- Occupation: Civil servant

= Shah Md. Imdadul Haque =

Bangladeshi civil servant

Shah Md. Imdadul Haque is a Bangladeshi civil servant and chairman of the Bangladesh Chemical Industries Corporation. He is the chairman of Synovia Pharma PLC, which is owned by BEXIMCO Group. He is the chairman of Saudi Bangla Integrated Cement Company Limited. He is the chairman of Usmania Glass Sheet Factory Limited. He is a director of Jamuna Fertilizer Company Limited. He is the chairman of Training Institute for Chemical Industries. He is the chairman of Karnaphuli Fertilizer Company Limited. He is a former chief executive officer of the Dhaka South City Corporation.

== History ==
Haque joined Bangladesh Civil Service as an administration officer.

Haque served in the Security Service Division of the Ministry of Home Affairs as an additional secretary in 2018.

Haque was the chief executive officer of the Dhaka South City Corporation in 2020 and briefly headed the city corporation during mayoral elections. During the COVID-19 pandemic in Bangladesh, he failed to keep a track of Bangladeshis returning from abroad to Dhaka.
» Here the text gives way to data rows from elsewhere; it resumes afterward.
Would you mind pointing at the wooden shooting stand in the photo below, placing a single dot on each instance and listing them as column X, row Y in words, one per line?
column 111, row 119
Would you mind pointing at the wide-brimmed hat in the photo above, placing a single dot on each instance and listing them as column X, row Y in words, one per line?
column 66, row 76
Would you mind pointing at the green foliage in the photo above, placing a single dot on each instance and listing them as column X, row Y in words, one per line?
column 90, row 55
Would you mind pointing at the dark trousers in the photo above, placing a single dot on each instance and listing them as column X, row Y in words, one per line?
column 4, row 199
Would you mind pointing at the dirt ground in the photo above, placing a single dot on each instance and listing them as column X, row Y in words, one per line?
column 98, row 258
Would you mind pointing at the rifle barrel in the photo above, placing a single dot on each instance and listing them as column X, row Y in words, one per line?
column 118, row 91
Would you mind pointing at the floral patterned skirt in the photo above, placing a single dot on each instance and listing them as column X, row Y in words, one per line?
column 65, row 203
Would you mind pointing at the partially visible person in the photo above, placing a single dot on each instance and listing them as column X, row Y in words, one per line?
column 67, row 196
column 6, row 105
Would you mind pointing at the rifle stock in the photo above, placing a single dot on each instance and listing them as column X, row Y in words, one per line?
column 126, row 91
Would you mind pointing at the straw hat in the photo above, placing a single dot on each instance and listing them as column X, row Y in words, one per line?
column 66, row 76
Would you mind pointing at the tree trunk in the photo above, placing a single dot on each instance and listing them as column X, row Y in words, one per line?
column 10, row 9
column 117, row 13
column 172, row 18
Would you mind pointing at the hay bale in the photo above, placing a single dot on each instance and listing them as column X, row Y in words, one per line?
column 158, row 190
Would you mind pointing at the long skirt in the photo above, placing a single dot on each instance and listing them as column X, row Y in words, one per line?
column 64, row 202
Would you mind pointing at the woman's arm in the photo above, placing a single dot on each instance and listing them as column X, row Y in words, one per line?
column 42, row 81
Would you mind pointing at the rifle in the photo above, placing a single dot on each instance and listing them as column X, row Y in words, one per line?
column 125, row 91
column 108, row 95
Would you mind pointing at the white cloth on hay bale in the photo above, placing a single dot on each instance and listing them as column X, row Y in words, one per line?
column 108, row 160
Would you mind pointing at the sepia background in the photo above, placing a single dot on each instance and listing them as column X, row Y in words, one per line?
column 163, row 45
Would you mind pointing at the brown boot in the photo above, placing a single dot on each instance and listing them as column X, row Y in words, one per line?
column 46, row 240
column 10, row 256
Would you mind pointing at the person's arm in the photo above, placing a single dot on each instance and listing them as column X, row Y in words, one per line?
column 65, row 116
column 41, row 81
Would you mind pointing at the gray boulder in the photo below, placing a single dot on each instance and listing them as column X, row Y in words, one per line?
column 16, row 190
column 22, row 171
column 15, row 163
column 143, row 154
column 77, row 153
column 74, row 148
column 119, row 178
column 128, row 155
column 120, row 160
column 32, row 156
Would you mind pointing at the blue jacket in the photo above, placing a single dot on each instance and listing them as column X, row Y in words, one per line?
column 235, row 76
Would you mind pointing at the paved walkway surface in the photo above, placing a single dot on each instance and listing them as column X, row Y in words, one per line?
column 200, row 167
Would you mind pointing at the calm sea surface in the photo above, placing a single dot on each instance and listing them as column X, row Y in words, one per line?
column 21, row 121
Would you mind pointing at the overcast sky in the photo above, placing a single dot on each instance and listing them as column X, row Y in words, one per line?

On 28 June 2021, Haque was appointed Chairman of the Bangladesh Chemical Industries Corporation. He was serving at the Ministry of Fisheries and Livestock as an additional secretary. He is a member of the governing body of Ibrahim Medical College. He told The Daily Star, that he was unaware of gas wastage in BCIC fertilizer factories. He is the chairman of Synovia Pharma PLC which gave 20 percent cash dividend in June 2022. He is the chairman of BCIC College.